Long Beach Experience Illustrates the Predictable Effect of a Super-High Minimum Wage
An article in The Seattle Times this week explains the real world effects of what happens when employers are forced to pay a super-high minimum wage.
The article features a hotel worker who served as the actual poster boy for the campaign to increase the wages of hotel workers in Long Beach, California. This hotel worker lent his image and story to successfully convince voters to pass a measure last year mandating a minimum wage of $13 per hour for the employees of nonunionized hotels. Like the SeaTac initiative to mandate a $15 per hour minimum wage, the Long Beach measure included an exemption for unions.
One year later this worker admits mandating the $13 per hour wage had “unintended consequences.” His employer reduced his hours from 40 hours per week to just 30.
A worker at a different hotel tells the same story. Her hours were slashed from 40 to 32 per week, and now she says her and her co-workers must work harder to do their job in less time. “Sometimes, rooms don’t get done.
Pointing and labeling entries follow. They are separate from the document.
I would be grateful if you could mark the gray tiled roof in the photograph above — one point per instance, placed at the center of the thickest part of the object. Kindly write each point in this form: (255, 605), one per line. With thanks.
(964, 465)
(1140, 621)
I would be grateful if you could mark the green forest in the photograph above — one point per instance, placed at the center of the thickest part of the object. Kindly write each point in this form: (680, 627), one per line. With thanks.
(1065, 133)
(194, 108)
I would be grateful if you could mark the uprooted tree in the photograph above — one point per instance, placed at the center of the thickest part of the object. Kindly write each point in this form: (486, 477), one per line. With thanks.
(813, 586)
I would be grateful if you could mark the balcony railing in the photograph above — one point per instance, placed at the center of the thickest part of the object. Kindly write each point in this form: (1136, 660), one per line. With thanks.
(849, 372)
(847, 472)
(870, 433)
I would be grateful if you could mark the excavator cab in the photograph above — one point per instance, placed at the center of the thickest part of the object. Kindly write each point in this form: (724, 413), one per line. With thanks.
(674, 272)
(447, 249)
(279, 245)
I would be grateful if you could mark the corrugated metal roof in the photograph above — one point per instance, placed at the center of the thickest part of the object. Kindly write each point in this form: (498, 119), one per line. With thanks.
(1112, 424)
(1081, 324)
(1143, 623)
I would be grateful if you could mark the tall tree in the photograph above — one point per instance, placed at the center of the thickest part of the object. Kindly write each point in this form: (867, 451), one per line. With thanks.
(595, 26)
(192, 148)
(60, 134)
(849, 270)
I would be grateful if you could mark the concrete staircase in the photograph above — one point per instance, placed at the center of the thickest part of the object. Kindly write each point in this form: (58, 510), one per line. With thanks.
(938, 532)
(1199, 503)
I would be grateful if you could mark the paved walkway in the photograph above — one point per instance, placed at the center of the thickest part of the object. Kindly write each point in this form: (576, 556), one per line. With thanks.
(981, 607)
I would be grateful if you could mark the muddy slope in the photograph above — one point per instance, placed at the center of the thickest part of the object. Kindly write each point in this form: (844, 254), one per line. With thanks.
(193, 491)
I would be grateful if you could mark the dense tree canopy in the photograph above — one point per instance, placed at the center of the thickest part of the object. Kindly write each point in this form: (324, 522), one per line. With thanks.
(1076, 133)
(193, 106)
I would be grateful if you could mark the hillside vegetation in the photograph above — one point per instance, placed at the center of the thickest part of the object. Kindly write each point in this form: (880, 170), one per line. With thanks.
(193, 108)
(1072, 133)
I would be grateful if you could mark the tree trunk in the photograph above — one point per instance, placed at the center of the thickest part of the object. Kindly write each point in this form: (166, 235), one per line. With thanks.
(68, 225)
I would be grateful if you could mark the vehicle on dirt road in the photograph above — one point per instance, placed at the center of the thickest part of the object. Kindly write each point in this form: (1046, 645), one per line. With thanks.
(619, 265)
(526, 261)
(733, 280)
There’s not enough time to do everything.”
They aren’t the only casualties.
According to The Times, two hotels shut down rooms that bumped them over the 100-room threshold that triggers the high minimum wage. One closed 44 rooms and the other closed 74, saying the measure, “financially cripples the hotel’s operations." Those closures mean less business for the hotels, which generates less tax revenue for the city and likely means fewer workers are needed.
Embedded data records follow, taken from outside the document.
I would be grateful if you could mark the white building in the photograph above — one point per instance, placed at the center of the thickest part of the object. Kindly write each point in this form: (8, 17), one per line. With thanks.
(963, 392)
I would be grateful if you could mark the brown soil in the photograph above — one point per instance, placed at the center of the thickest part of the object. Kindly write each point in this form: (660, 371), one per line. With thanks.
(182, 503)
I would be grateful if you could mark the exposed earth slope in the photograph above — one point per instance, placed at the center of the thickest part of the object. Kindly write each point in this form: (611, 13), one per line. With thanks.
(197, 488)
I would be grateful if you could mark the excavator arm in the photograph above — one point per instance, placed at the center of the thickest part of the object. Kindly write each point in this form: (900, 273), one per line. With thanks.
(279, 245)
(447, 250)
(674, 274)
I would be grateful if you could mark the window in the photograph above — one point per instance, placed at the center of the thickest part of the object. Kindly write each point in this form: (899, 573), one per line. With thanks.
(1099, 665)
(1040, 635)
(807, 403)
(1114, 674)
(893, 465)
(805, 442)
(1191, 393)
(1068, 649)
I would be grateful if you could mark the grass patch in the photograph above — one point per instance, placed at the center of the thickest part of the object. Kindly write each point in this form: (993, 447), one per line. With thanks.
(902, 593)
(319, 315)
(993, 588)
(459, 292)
Another hotel says it was forced to raise prices and quit offering discounts to customers. The manager of that hotel explained that, “discounted prices don’t match with the new hourly wage increase.”
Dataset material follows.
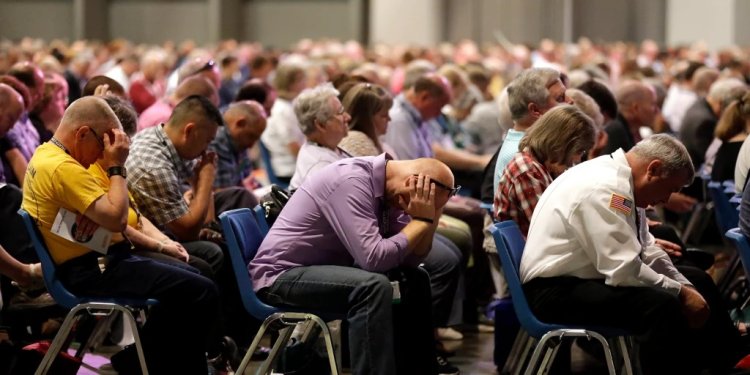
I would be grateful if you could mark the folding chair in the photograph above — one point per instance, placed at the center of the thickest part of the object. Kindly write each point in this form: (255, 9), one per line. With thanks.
(94, 306)
(244, 236)
(510, 244)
Two hotels took advantage of the union exemption and negotiated a union contract that will allow them to pay their workers less than the $13 per hour wage. The union gained more dues-paying members, what those workers gained remains to be seen.
None of these responses from the hotels should be surprising. It is exactly what the basic laws of economics predict will happen when you force employers to pay a wage that is significantly higher than warranted by the market.
A super-high minimum wage is never free; someone has to pay for it. It is not reasonable to believe employers will simply absorb a huge increase in their cost of doing business. The Long Beach experience shows employers are passing those costs onto consumers and the very workers the measure was supposed to help.